The First Step Act, a bipartisan criminal justice reform law passed in Congress last year, was the catalyst for the release of more than 3,100 formerly incarcerated individuals from federal custody on July 19. The majority of those individuals are leaving halfway houses after being convicted of drug-related crimes. This law includes other progress such as outlawing putting shackles on pregnant inmates, outlawing putting juveniles in solitary confinement, and it aims to focus on improving prison conditions and supporting those incarcerated people who pose a low safety risk to society in exiting the prison system by connecting them with the needed resources to reduce recidivism. The law is set to reverse many of the harsh laws created during the War on Drugs era of the 1980s and 1990s.

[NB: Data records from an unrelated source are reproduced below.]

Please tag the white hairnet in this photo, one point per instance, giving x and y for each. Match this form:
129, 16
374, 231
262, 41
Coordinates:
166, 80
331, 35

Families Against Mandatory Minimums, a nonpartisan nonprofit focused on criminal justice reform, stated in a press release, “Every day of freedom is important. The good time credit will benefit more than 150,000 people in federal prison today and many more going forward. We’re happy for the families who get to welcome home their loved ones a few weeks or months early.”
Implementation of the law also includes funding, with $75 million reallocated from other Bureau of Prisons programs to the First Step Act, but additional funding will be needed to further implement facets of the program like rehabilitation and trauma recovery services to help ensure the success of the law and those individuals being released. Some concerns exist as to where the $75 million will come from and what current programs may be affected by the reallocation of funds.
The First Step Act includes plans for a screening tool to help determine recidivism risk factors in incarcerated people who may be able to be safely released from prison. The goal of this tool would also be to match incarcerated individuals with programs, like drug and alcohol treatment, to help reduce their identified risk factors. Matthew Charles served 22 years in prison and was released last week as a result of the First Step Act. In a piece he wrote for the New York Post he said, “Right now there are millions of Americans like me waiting for their second chance. We need Congress to pass more criminal-justice reforms. We need to work together and take the next step and offer so our fellow Americans their shot at a better life.” Charles had more than a decade left on his sentence before the First Step Act granted his release.
While Friday brought freedom to some of the 3,100 individuals unfortunately about one third were released from federal custody to state custody, or released to immigration court proceedings and are now facing immigration detention and deportation. Although many questions remain about the First Step Act, NPR reports, “…groups that work with inmates and their families said that whatever its failings, the First Step Act is making a difference.”
Have any criminal justice reform laws been passed in your state in recent few years? How have they impacted your community?